Search code examples
rdataframefactorslevels

How to fix 'invalid factor level'?


I can't run a mean function. Here is my code :

I've tried the factor(data$date) function alone successfully. The shell answers that it is made up of 890 entry of 51 levels.

   data <- read.table("R/DATA.csv", sep = ";", header = TRUE, dec = ",")
   View(data)
   colnames(data)[1] <- "Date"
   eau <- data$"Tension"
   eaucalculee <- ( 0.000616 * eau - 0.1671) * 100
   data["Eau"] <- eaucalculee
     tata <- data.frame("Aucun","Augmentation","Interception")

   tata[1,1]<-mean(data$Eau[data$Date == levels(factor(data$Date))[1]& 
   data$Traitement == "Aucun"])

I would like that te first column first row of the tata dataframe to be filled with the mean but in fact I get this error message :

   In `[<-.factor`(`*tmp*`, iseq, value = 8.6692) :
   invalid factor level, NA generated 

Could you help me please ?

You may find the csv file there : https://drive.google.com/file/d/1zbA25vajouQ4MiUF72hbeV8qP9wlMqB9/view?usp=sharing

Thank you very much


Solution

  • I'm not sure the line tata <- data.frame("Aucun","Augmentation","Interception") does what you expected. If you inspect its result with View(tata) you will see a data frame with one record and 3 columns whose values are your 3 strings (converted to factors, as @s-brunel said). The column names were inferred from their values (X.Aucun., etc). I guess you rather wanted to create a data frame whose column names are the given strings.
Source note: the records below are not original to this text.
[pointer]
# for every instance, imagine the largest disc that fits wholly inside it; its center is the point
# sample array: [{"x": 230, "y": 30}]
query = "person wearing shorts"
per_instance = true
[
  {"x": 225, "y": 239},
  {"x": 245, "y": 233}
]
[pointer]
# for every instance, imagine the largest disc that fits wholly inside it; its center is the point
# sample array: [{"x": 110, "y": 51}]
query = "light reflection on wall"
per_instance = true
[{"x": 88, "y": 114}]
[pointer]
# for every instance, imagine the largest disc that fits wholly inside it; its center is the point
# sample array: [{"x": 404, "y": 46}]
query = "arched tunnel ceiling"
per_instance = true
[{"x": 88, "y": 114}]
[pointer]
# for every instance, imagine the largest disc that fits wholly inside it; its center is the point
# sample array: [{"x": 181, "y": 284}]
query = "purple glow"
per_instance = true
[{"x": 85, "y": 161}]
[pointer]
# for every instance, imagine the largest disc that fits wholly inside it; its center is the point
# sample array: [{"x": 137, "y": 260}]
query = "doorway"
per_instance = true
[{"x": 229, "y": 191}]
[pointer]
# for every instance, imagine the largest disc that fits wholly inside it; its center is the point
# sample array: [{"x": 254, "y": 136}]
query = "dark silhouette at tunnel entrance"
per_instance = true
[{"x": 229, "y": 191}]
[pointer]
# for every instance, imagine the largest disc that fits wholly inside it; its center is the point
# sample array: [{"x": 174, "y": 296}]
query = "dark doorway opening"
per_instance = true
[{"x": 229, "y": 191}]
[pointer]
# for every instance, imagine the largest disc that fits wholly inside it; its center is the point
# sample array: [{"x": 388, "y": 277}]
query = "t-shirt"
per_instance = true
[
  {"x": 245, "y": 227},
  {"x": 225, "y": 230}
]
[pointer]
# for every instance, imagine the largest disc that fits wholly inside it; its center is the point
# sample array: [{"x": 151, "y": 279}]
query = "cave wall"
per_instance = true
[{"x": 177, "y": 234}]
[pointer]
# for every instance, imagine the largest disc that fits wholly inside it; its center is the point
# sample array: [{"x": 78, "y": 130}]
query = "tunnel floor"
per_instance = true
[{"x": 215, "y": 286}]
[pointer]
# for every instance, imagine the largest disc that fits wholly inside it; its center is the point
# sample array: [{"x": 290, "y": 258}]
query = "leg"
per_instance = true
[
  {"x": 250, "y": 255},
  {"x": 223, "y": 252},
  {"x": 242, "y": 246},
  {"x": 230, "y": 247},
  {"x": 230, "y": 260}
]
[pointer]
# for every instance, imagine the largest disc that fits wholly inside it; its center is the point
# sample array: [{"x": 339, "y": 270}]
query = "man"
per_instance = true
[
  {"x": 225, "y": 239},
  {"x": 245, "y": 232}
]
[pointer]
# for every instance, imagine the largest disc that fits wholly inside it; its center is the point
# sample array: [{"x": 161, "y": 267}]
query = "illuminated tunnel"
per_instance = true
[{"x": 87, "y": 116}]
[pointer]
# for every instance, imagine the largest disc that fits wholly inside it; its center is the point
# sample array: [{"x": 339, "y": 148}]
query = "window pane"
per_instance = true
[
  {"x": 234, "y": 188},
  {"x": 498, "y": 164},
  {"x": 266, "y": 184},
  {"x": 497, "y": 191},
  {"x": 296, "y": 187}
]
    Suggested code, with comments

    data <- read.table("R/DATA.csv", sep = ";", header = TRUE, dec = ",")
    
    # The following is useless since first column is already named Date
    # colnames(data)[1] <- "Date"
    
    # No need to create your intermediate variables eau and eaucalculee: you can 
    # do it directly with the data frame columns
    data$Eau <- ( 0.000616 * data$Tension - 0.1671) * 100
    
    # No need to create your tata data frame before filling its actual content, you
    # can do it directly
    tata <- data.frame(
      Aucun = mean(data$Eau[
        data$Date == levels(factor(data$Date))[1] & data$Traitement == "Aucun"
        ])
      )
    tata$Augmentation = your_formula_here
    tata$Interception = your_formula_here
    

    Note 1: The easiest way to reference a data frame column is with $ and you don't need to use any double quotes. You can also use [[ with the double quotes (equivalent), but beware of [ which will return a data frame with a single column:

    class(data$Date)
    # [1] "factor"
    class(data[["Date"]])
    # [1] "factor"
    class(data["Date"])
    # [1] "data.frame"
    class(data[ , "Date"])
    # [1] "factor"
    

    Note 2: Trying to reverse-engineer your code beyond the question you asked, maybe you want to compute the mean value of Eau for each combination of Date and Traitement. In this case, I would suggest you dplyr and tidyr from the awesome set of packages tidyverse:

    # install.packages("tidyverse") # if you don't already have it
    library(tidyverse)
    
    data <- data %>% 
      mutate(Eau = ( 0.000616 * data$Tension - 0.1671) * 100)
    
    tata_vertical <- data %>% 
      group_by(Date, Traitement) %>% 
      summarise(mean_eau = mean(eau))
    View(tata_vertical)
    
    tata <- tata_vertical %>% spread(Traitement, mean_eau)
    View(tata)
    

    A lot of documentation on https://www.tidyverse.org/learn/